New LINQ extensions in .NET 6 and benchmarks

LINQ has also gotten some attention during the development of .NET 6. Multiple new extensions have been added. Among these additions are: Support for indices and ranges when using IEnumerable collections, adding key selector variants for many of the existing LINQ extensions so that you can use e.g. MaxBy or DistinctBy, adding overloads to the extensions with defaults like FirstOrDefault so that you can decide the default, and a couple of other minor additions.

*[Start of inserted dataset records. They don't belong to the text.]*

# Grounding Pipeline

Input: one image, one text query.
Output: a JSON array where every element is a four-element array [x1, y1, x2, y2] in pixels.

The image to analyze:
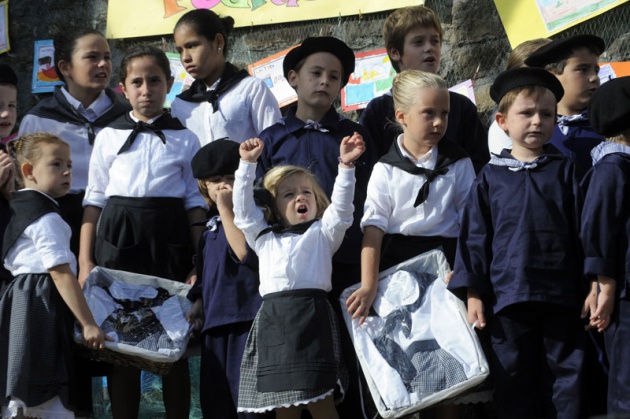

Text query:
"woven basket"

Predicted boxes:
[[76, 267, 193, 376]]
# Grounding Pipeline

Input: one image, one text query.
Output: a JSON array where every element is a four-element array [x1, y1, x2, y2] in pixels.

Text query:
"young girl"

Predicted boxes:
[[171, 9, 280, 145], [347, 70, 474, 324], [18, 27, 131, 260], [186, 139, 268, 419], [581, 76, 630, 413], [0, 133, 109, 419], [234, 134, 364, 419], [79, 45, 206, 419]]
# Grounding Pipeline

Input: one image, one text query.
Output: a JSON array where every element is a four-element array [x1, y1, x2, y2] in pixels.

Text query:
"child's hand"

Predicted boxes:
[[467, 289, 486, 329], [346, 285, 377, 325], [0, 152, 15, 200], [186, 299, 204, 334], [215, 185, 234, 213], [589, 276, 616, 333], [240, 138, 264, 163], [83, 324, 113, 350], [581, 279, 598, 328], [339, 132, 365, 168]]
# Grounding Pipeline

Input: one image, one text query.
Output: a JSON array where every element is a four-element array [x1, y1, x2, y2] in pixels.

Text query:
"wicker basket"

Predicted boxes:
[[76, 267, 193, 376]]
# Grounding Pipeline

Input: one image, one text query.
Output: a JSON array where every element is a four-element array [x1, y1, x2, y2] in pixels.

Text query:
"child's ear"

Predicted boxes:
[[495, 112, 508, 133], [287, 69, 299, 89], [56, 60, 71, 80], [166, 76, 175, 94], [21, 162, 34, 180], [119, 82, 128, 99], [388, 47, 402, 63], [395, 109, 406, 127], [214, 33, 225, 53]]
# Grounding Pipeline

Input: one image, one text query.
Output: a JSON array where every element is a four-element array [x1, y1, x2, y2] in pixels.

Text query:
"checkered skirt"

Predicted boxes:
[[0, 273, 73, 409], [237, 297, 348, 412]]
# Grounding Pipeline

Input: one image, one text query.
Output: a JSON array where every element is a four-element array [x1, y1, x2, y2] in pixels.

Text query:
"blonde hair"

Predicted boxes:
[[262, 165, 330, 222], [8, 132, 69, 188], [506, 38, 552, 70], [383, 6, 443, 73], [606, 129, 630, 145], [392, 70, 448, 115], [497, 85, 554, 115]]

We will go through these additions to LINQ in this article and benchmark some of them against previous approaches.

Prerequisites

These additions were first introduced in .NET 6 preview 4 so to use these new extensions you need to install this version of .NET 6 or newer. It can be downloaded following this link: Download .NET 6

For the best developer experience, you also need the newest preview version of Visual Studio. Visual Studio Preview can be downloaded here: Download Visual Studio Preview

ElementAt with Index

C# 8 introduced indices which can be used to index in lists and arrays from the end like so:

var array = new string[] {"You", "say", "goodbye", "I", "say", "hello"};
Console.WriteLine(array[^1]); // Writes `hello` because it is the first element from the end.

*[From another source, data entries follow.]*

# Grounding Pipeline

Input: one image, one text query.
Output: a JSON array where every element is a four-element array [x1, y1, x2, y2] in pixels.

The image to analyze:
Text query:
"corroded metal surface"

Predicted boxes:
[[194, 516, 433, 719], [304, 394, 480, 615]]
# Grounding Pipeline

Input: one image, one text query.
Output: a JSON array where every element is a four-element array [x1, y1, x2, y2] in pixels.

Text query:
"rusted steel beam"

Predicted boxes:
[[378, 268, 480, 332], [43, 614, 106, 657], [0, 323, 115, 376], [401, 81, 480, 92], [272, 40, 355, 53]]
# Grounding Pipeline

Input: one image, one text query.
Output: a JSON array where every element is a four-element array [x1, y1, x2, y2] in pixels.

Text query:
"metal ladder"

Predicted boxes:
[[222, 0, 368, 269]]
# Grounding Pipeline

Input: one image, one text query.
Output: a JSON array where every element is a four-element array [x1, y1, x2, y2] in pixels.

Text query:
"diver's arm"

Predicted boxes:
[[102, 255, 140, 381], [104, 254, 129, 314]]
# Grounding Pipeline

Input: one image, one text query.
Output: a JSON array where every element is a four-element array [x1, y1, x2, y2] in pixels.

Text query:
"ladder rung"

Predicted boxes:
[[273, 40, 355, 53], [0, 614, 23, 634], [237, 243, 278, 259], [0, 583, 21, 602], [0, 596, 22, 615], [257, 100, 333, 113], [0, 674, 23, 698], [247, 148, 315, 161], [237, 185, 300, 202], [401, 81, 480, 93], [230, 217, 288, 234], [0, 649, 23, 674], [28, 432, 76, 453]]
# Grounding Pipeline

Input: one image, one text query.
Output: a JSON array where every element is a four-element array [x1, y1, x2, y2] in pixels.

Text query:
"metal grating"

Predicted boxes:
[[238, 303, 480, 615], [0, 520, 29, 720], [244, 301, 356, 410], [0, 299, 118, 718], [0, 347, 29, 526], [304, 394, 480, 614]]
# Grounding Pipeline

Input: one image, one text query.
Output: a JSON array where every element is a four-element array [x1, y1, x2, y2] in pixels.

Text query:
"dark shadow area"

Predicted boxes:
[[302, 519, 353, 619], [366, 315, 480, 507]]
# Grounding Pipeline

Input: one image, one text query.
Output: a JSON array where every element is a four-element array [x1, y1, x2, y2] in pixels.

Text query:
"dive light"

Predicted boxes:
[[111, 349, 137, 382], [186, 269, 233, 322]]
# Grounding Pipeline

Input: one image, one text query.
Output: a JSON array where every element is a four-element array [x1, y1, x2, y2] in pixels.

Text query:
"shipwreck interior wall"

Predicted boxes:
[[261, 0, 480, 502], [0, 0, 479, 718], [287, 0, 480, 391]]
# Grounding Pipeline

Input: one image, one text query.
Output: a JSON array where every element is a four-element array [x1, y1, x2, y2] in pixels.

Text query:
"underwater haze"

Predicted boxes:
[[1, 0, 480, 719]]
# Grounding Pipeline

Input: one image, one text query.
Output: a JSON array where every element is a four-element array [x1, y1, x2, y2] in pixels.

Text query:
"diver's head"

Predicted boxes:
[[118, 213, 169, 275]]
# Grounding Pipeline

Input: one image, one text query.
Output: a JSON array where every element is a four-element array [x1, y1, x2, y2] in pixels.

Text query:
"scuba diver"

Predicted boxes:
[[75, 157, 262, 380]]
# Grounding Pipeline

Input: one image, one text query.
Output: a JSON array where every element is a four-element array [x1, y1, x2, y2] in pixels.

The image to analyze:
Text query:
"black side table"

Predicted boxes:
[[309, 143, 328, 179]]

These were exclusive to collections like arrays and lists and this makes sense since it is easy to find the k'th element from the end when you know how long a collection is.

But now, we also can do it for any IEnumerable collection using ElementAt(Index index). This does not mean that they have found some magical way to always know the count of all IEnumerables. But they do check if the underlying type has a fixed size and uses that if available. Internally they use TryGetNonEnumeratedCount to try to get the count without enumerating and if not possible then they enumerate the collection.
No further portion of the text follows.